Пока Руукс с Вааном барахтались в грязи, кто-то уже успел принести нож. Разгорелся спор, кто будет резать. Право Биика оспаривал тот, кто принес ножик. В конце концов договорились, что Биик будет держать червяка, а резать должен владелец ножа. Обиженный Биик сказал: «Ну и пусть, держать – это самое интересное». Он положил червя на сухую землю и вытянул во всю длину. Владелец ножа примерился и шарахнул червяка точно посередине. Вместо одного червяка получилось два маленьких. У половинок был четко виден влажный торец.
Мальчишки радостно завопили и кинулись разглядывать. Затем приступили к следующей части эксперимента. Биик приставил обе половинки и оставил их лежать вместе, чтобы они срослись. Все с оживлением наблюдали, как червяк будет восстанавливать себя из двух половинок и заживлять разрез. Стали ждать, когда они срастутся. Но поскольку ждать они, как и все дети, не умели, то каждые несколько секунд кто-нибудь поднимал обе половинки, разглядывал разрезы и огорченно говорил: «Нет, не срастаются».

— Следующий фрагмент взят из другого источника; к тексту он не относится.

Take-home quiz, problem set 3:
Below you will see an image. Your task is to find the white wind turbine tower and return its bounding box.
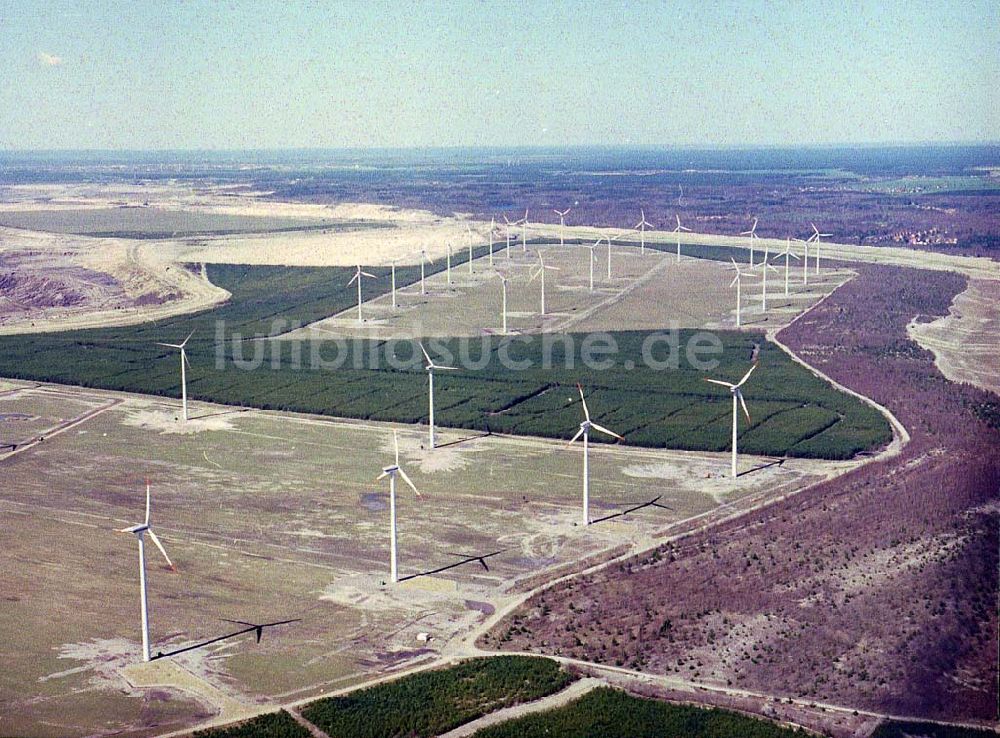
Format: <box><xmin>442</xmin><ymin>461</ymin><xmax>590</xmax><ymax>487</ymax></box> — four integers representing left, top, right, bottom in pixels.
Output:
<box><xmin>528</xmin><ymin>249</ymin><xmax>559</xmax><ymax>315</ymax></box>
<box><xmin>118</xmin><ymin>481</ymin><xmax>177</xmax><ymax>661</ymax></box>
<box><xmin>635</xmin><ymin>208</ymin><xmax>653</xmax><ymax>256</ymax></box>
<box><xmin>740</xmin><ymin>218</ymin><xmax>758</xmax><ymax>269</ymax></box>
<box><xmin>389</xmin><ymin>258</ymin><xmax>399</xmax><ymax>309</ymax></box>
<box><xmin>490</xmin><ymin>216</ymin><xmax>497</xmax><ymax>267</ymax></box>
<box><xmin>809</xmin><ymin>223</ymin><xmax>833</xmax><ymax>274</ymax></box>
<box><xmin>566</xmin><ymin>384</ymin><xmax>625</xmax><ymax>525</ymax></box>
<box><xmin>674</xmin><ymin>213</ymin><xmax>691</xmax><ymax>264</ymax></box>
<box><xmin>418</xmin><ymin>342</ymin><xmax>456</xmax><ymax>449</ymax></box>
<box><xmin>705</xmin><ymin>364</ymin><xmax>757</xmax><ymax>479</ymax></box>
<box><xmin>375</xmin><ymin>431</ymin><xmax>420</xmax><ymax>584</ymax></box>
<box><xmin>587</xmin><ymin>238</ymin><xmax>602</xmax><ymax>292</ymax></box>
<box><xmin>420</xmin><ymin>249</ymin><xmax>431</xmax><ymax>295</ymax></box>
<box><xmin>729</xmin><ymin>257</ymin><xmax>755</xmax><ymax>328</ymax></box>
<box><xmin>497</xmin><ymin>272</ymin><xmax>507</xmax><ymax>336</ymax></box>
<box><xmin>156</xmin><ymin>331</ymin><xmax>194</xmax><ymax>421</ymax></box>
<box><xmin>347</xmin><ymin>264</ymin><xmax>376</xmax><ymax>323</ymax></box>
<box><xmin>774</xmin><ymin>238</ymin><xmax>799</xmax><ymax>297</ymax></box>
<box><xmin>465</xmin><ymin>223</ymin><xmax>472</xmax><ymax>274</ymax></box>
<box><xmin>759</xmin><ymin>251</ymin><xmax>778</xmax><ymax>313</ymax></box>
<box><xmin>552</xmin><ymin>208</ymin><xmax>572</xmax><ymax>246</ymax></box>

Скоро про червяка забыли. Разговор зашел о том, что Биик сегодня вместо воскресной школы был в Старом Городе. Его отец держал там лавку и сегодня брал его с собой, помочь. Оттуда Биик и принес свой трофей. В Старом Городе, рассказал он, есть много брошенных домов, там он его и нашел.
– Я убежал от отца и целый час лазил один по пустому дому землян. Там я видел кучу классных вещей, но вам я ничего не расскажу, потому что вы все бояки и никогда туда сами не пойдете!

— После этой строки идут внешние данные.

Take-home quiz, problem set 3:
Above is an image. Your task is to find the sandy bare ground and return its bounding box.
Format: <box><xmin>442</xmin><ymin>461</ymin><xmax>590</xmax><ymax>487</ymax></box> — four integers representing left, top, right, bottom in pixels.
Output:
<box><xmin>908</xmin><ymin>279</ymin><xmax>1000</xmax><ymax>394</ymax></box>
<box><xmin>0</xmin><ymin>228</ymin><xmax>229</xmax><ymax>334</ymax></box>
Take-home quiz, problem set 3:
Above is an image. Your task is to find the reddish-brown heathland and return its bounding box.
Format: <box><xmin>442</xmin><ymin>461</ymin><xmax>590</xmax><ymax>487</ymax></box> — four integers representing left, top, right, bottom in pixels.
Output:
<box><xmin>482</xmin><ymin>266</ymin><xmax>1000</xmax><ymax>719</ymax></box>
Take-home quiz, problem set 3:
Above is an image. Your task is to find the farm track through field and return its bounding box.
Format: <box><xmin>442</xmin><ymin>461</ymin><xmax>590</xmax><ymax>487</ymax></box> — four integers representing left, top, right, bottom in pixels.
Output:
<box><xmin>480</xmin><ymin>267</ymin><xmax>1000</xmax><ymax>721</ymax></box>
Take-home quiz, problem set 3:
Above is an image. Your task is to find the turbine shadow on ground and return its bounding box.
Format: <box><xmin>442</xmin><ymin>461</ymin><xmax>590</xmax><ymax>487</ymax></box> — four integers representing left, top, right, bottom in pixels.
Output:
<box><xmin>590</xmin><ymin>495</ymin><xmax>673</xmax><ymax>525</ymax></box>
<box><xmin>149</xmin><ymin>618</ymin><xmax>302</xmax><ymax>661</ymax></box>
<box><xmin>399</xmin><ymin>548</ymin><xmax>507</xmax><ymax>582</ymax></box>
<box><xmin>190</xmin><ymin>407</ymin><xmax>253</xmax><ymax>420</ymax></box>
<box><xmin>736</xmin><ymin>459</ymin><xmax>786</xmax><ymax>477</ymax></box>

– А вот возьму и пойду, прямо сейчас! – закричал Ваан, который отчаянно завидовал Биику. – Вот прямо сейчас один и пойду! И не как Биик – с папочкой да с охраной, – так всякий пойдет, тоже мне герой. А я вот возьму и пойду сам, один, и никого я не побоюсь! Ну что, кто идет со мной?

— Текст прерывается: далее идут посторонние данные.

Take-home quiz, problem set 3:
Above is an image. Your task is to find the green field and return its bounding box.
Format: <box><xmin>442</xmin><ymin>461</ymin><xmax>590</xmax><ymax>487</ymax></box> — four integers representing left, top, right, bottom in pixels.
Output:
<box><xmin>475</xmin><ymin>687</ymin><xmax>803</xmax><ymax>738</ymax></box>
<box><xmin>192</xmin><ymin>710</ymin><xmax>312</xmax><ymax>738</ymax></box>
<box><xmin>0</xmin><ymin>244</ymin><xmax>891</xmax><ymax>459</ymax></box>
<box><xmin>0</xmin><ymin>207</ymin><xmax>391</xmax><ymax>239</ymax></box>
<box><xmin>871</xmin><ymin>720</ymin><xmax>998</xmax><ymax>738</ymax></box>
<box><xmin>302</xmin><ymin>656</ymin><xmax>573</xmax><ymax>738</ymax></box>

Расшумевшиеся дети испуганно замолчали. Им строго-настрого было запрещено приближаться к шоссе, которое делило Город на две части. Даже взрослые опасались заходить в Старый Город, населенный потомками землян, которые чуть менее столетия назад основали Город и построили Рудник. В Старый Город регулярно ходили только торговцы, чьи лавки охраняла земная полиция. Но даже они никогда не ходили туда поодиночке и всегда спешили вернуться задолго до наступления темноты.
Веселье стихло, всем стало не по себе. Под разными предлогами дети стали потихоньку расходиться. Руукс тоже повернулся, чтобы идти домой, но его остановил издевательский голос Ваана:
– Глядите, Руукс побежал домой. Он, наверное, хочет спрятаться у мамы под кроватью!
Ко всем тут же вернулась былая уверенность в себе. Жертва была определена, и теперь можно было не бояться, что трусом назовут тебя, надо только поддерживать травлю кого-то одного.
– Руукс девчонка, Руукс боится идти в Старый Город! – закричали все вместе. После такого Рууксу уже было ничего не страшно.